As an economist, I’m trained to apply positive models and empirical methods to (hopefully) illuminate important phenomena in the real world. That is what I want to do in this blog, preferably in an engaging and helpful fashion.
But what really interests me is the moral groundwork of public policy analysis. Unfortunately, my fellow Pileus bloggers know far more than about moral philosophy than I. Fortunately for me, moral philosophy has accomplished precious little in the past three millennia , so I am not that far behind.
So, what do I think a moral groundwork should consist of? Here is my view. I will call it Sven’s Principles of Public Morality:
* Human autonomy and freedom must lie at the bedrock of any human society that has a claim of moral legitimacy.
*All human beings have equal moral value.
* Any moral system that ignores the centrality of human happiness and flourishing is fundamentally silly. (Technical terms such as “silly” will not be defined at this point).
* Freedom without responsibility does not lead to human flourishing, though it can lead to a lot of fun.
* The factors determining human happiness and human flourishing vary across individuals, but the most important determinants are human relationships.
* Communities can have strong instrumental value in producing a society of free, responsible, and happy individuals.
* The idea that communities have non-instrumental value, meaning they contain something worth promoting independent of the people belonging to or affected by the community, is very silly (not to mention the whole slippery-slope to totalitarianism thing).
* Similarly, the State can be a useful concept with instrumental value as long as we remember that it does not really exist.

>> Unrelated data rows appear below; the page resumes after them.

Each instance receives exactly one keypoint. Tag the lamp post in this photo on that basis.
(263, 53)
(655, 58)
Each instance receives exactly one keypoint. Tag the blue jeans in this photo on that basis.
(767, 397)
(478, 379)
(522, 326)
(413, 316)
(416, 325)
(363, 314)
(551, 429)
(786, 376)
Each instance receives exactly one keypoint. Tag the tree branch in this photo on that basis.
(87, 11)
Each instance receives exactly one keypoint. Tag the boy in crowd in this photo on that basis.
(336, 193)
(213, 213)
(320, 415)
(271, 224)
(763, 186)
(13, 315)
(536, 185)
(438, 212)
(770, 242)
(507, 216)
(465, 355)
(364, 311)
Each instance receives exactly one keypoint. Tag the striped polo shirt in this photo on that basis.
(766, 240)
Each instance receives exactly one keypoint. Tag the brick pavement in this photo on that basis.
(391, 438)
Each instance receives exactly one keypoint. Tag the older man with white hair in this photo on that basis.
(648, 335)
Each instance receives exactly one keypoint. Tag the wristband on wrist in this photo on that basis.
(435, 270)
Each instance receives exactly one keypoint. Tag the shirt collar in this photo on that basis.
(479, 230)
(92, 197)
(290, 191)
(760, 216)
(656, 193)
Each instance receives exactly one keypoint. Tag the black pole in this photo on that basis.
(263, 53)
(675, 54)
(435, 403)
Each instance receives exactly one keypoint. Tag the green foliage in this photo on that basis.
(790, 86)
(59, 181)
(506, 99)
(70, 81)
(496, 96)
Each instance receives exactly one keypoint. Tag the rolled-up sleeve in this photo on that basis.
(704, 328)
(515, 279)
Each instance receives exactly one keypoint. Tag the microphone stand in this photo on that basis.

People exist.
* Other intellectual constructs such as “social contracts” or the “state of nature” can be useful, but only to the extent that they are not used to obstruct moral principles, such as the equal moral value of all human beings.
* Some notion of positive liberty is useful, even necessary. However, public policy should generally be concerned with negative liberty (freedom from coercion) and avoid the explicit promotion of positive liberty (the capability to act).
* Limited coercive power is necessary in a free society. But citizens should be greatly concerned about any concentration or use of coercive power.
* Morality is not the product of the biological or natural world, even though many moral norms often make sense from an evolutionary perspective. Indeed, many natural human tendencies are profoundly immoral.
* Moral reasoning requires the specification of true moral axioms. Otherwise, we are just playing games.
* As far as I can tell, my moral axioms are the true ones—though I reserve the right to change my mind.
Fundamentally, a policy analysis focused on justice and right is about weighing and balancing core public values—liberty, utility, equality, community. So I have no patience with those who say I have to pick just one value and run with that. To be useful and relevant moral philosophy must acknowledge the need for balancing. Determining the appropriate public policy that accounts for all these principles is not a simple endeavor.
Now some would say that these propositions are not internally consistent, ignore a variety of nuances, and rely on different philosophical traditions (or no tradition at all). Others might say we would need a lifetime to define and discuss all the terms used and how they relate to one another. But I don’t care. I want them all.